The requirement for vitamin A is listed in NRC (1994) as 1,500 IU per kg of diet (681 IU per lb) for broilers, growing geese and growing layer replacement birds. The requirement for laying and breeding chickens, assuming a feed intake of 100 g per day, is higher at 3,000 IU per kg (1,364 IU per lb) of diet. The requirement for all classes of turkeys is 5,000 IU per kg (2,273 IU per lb). The requirement for ducks is listed as 2,500 IU per kg (1.136 IU per lb) of diet for the growing phases and 4,000 IU per kg (1,181 IU per lb) of diet for breeders. The requirement for starting and growing Japanese quail is 1,650 IU per kg (750 IU per lb) of diet and 3,300 IU per kg (1,500 IU per lb) for breeders. Shrivastav and Panda (1999) reviewed the quail nutrition research in India. Under tropical and subtropical conditions, Shim and Vohra (1984) suggested a dietary vitamin A requirement of 4,000 IU per kg (1,181 IU per lb) for growing and laying quail. For most animals, vitamin A has been considered to be required at 100 to 200 IU per kg (45 to 90 IU per lb) of body weight per day (Olson, 1984).

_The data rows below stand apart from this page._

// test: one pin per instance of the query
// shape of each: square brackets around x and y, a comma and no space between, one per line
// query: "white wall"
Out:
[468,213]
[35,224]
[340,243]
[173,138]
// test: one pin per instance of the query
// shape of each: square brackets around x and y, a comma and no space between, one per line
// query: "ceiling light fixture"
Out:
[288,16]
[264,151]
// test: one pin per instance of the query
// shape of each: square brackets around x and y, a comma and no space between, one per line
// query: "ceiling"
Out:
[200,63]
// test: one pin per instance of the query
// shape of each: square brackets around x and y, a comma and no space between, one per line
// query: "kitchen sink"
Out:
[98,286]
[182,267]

Different species of animals convert beta-carotene to vitamin A with varying degrees of efficiency. Some factors that influence the rate at which carotenoids are converted to vitamin A are type of carotenoid, class and production intake of animal, individual genetic differences in animals, and level of carotene intake. Compared to other species, poultry are very efficient in conversion of beta-carotene to vitamin A. Efficiency of vitamin A conversion from beta-carotene is decreased with higher levels of intake (Van Vliet et al., 1996). For the chicken, as beta-carotene intake level is increased, conversion efficiency drops from a ratio of 2:1 to 5:1.
Stress conditions, such as extremely hot weather, viral infections, and altered thyroid function, have also been suggested as causes for reduced carotene to vitamin A conversion. Vitamin A requirements are higher under stressful conditions such as abnormal temperatures or exposure to disease conditions. As an example with poultry, coccidiosis not only causes destruction of vitamin A in the gut but also injures the microvilli of the intestinal wall, thereby decreasing absorption of vitamin A and at the same time causing anorexia for several days (Scott et al., 1982).

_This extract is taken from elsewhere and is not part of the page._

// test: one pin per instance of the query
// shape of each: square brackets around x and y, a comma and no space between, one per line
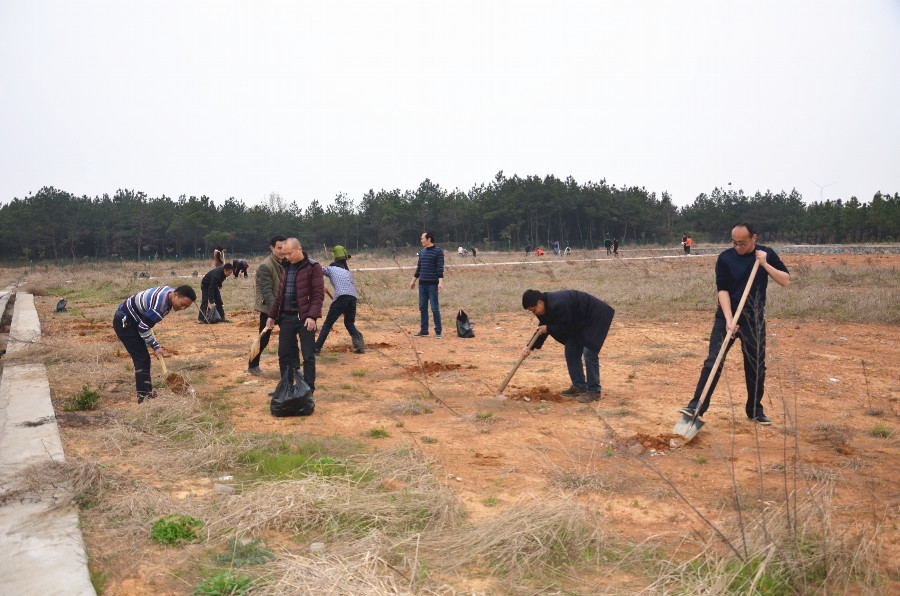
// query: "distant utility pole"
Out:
[822,189]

Vitamin A requirements should be sufficient to provide for satisfactory growth, reproduction and hatchability, egg production and prevention of deficiency signs under laboratory conditions. Present requirements should be designed to be adequate for these purposes under practical conditions of feeding and management as well as allow for a certain amount of storage. The decision as to the minimum vitamin A requirements of young poults and chicks depends upon whether the criterion of optimum requirement is based upon growth and feed utilization or also considers liver storage. Storage of vitamin A in the liver certainly appears to be desirable since under conditions of little or no liver storage, stresses and diseases may precipitate vitamin A deficiency.
The amount of vitamin A added to poultry diets is usually in excess of the requirements contained in the NRC publication because no safety factors are built into the NRC figures (NRC, 1994). Additional vitamin A is added to allow for loss of activity due to oxidative destruction of the vitamin A ester during feed processing and storage, variability of carotenes in feedstuffs, changes in feed consumption, genetic differences in animals and stress due to disease and other environmental factors. The minimum vitamin A requirement for normal growth may be lower than those required for higher rates of gain, resistance to various diseases, and normal bone development. Sklan et al. (1995) suggest that maximal immune response in the poult may be achieved at dietary intakes of vitamin A at or higher than those recommended by NRC. In chicks with no added dietary vitamin A, antibody production and proliferative response were depressed in comparison with chicks receiving vitamin A. Supplementation of small amounts of vitamin A enhanced the responses; both antibody production and proliferative responses increased with dietary vitamin A until the diet contained 6,660 IU per kg (3,027 IU per lb), above which the responses decreased (Sklan et al., 1994). This suggests that maximal immune responses in the chick may be achieved at dietary intakes of vitamin A considerably higher than NRC recommendations. High stress affects the immune system and, therefore, increases nutrient requirements including vitamin A (Friedman and Sklan, 1989; Panda and Combs, 1963). Friedman and Sklan (1997) report that optimum immune responses in growing chicks and turkeys were obtained with vitamin A intakes that were three- to tenfold higher than NRC recommended levels.